A Terrible Country: A Novel by Keith Gessen
A Terrible Country tells the story of a postgrad Russian American returning to Russia to take care of his ailing grandmother. He struggles to understand the post-Soviet Russian landscape where cute cafes with high priced cappuccinos sit across the street from the KGB building where thousands were killed in the Soviet era. Andrei spends his days in the apartment playing anagrams with his senile grandmother and roaming Moscow to try and find Wi-Fi to work remotely at the university. At night, he looks for hockey games to blow off steam.

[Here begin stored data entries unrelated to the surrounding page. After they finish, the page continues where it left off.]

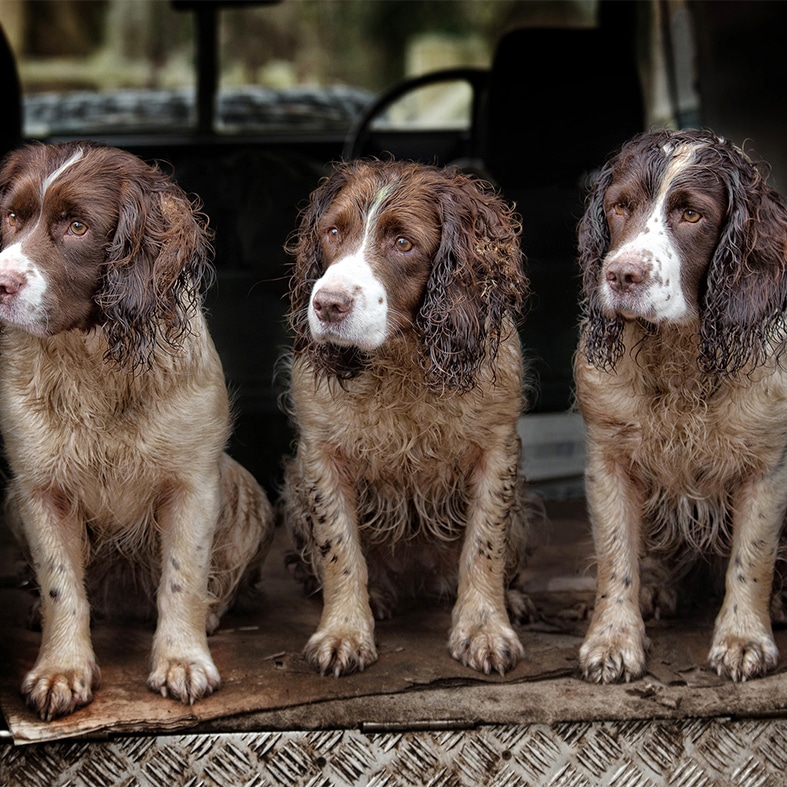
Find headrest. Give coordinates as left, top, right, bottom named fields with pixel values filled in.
left=0, top=25, right=22, bottom=156
left=482, top=26, right=644, bottom=188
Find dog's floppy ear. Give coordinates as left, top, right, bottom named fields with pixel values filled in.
left=416, top=170, right=527, bottom=393
left=699, top=149, right=787, bottom=375
left=288, top=161, right=365, bottom=379
left=99, top=165, right=213, bottom=370
left=577, top=158, right=625, bottom=371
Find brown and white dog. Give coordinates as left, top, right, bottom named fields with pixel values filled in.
left=0, top=141, right=273, bottom=720
left=576, top=129, right=787, bottom=684
left=282, top=159, right=532, bottom=678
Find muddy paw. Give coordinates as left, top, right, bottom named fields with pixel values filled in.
left=148, top=655, right=220, bottom=704
left=449, top=621, right=524, bottom=675
left=579, top=624, right=648, bottom=684
left=23, top=660, right=100, bottom=721
left=304, top=628, right=378, bottom=677
left=708, top=634, right=779, bottom=682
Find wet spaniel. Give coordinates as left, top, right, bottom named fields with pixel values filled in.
left=0, top=141, right=273, bottom=720
left=282, top=159, right=532, bottom=677
left=576, top=129, right=787, bottom=684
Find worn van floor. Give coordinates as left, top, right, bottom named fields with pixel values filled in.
left=2, top=495, right=787, bottom=746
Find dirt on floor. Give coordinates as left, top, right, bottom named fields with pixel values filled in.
left=3, top=497, right=787, bottom=745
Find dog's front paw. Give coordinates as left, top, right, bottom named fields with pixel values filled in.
left=708, top=633, right=779, bottom=682
left=304, top=628, right=378, bottom=677
left=148, top=653, right=220, bottom=704
left=579, top=619, right=648, bottom=684
left=22, top=659, right=100, bottom=721
left=449, top=620, right=524, bottom=675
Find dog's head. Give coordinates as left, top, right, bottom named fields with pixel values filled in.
left=579, top=129, right=787, bottom=374
left=289, top=159, right=527, bottom=392
left=0, top=141, right=213, bottom=369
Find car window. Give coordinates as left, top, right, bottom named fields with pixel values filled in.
left=369, top=78, right=477, bottom=132
left=4, top=0, right=605, bottom=138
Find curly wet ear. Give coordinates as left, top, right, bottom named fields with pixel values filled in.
left=417, top=173, right=527, bottom=392
left=699, top=157, right=787, bottom=375
left=577, top=162, right=625, bottom=371
left=99, top=174, right=213, bottom=370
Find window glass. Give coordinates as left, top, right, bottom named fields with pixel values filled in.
left=3, top=0, right=604, bottom=137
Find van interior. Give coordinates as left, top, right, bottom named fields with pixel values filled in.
left=2, top=1, right=787, bottom=781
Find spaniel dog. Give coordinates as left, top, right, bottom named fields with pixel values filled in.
left=281, top=159, right=532, bottom=678
left=576, top=129, right=787, bottom=684
left=0, top=141, right=273, bottom=720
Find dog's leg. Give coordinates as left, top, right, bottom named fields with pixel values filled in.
left=579, top=444, right=648, bottom=683
left=205, top=454, right=273, bottom=634
left=298, top=449, right=377, bottom=677
left=449, top=435, right=525, bottom=675
left=147, top=475, right=222, bottom=703
left=708, top=465, right=787, bottom=681
left=17, top=486, right=99, bottom=720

When the economic crisis of 2007 hits, his brother pushes him to sell the apartment, promising to find another place for their babushka to live. After finding himself in a group that call themselves the “Octoberists,” he finally feels like he’s acclimating and decides to move back to Russia permanently. When the Octoberists are targeted by the police for their political mishaps, Andrei has to decide whether his new life in Russia is worth it, or if he should leave, once again, to America.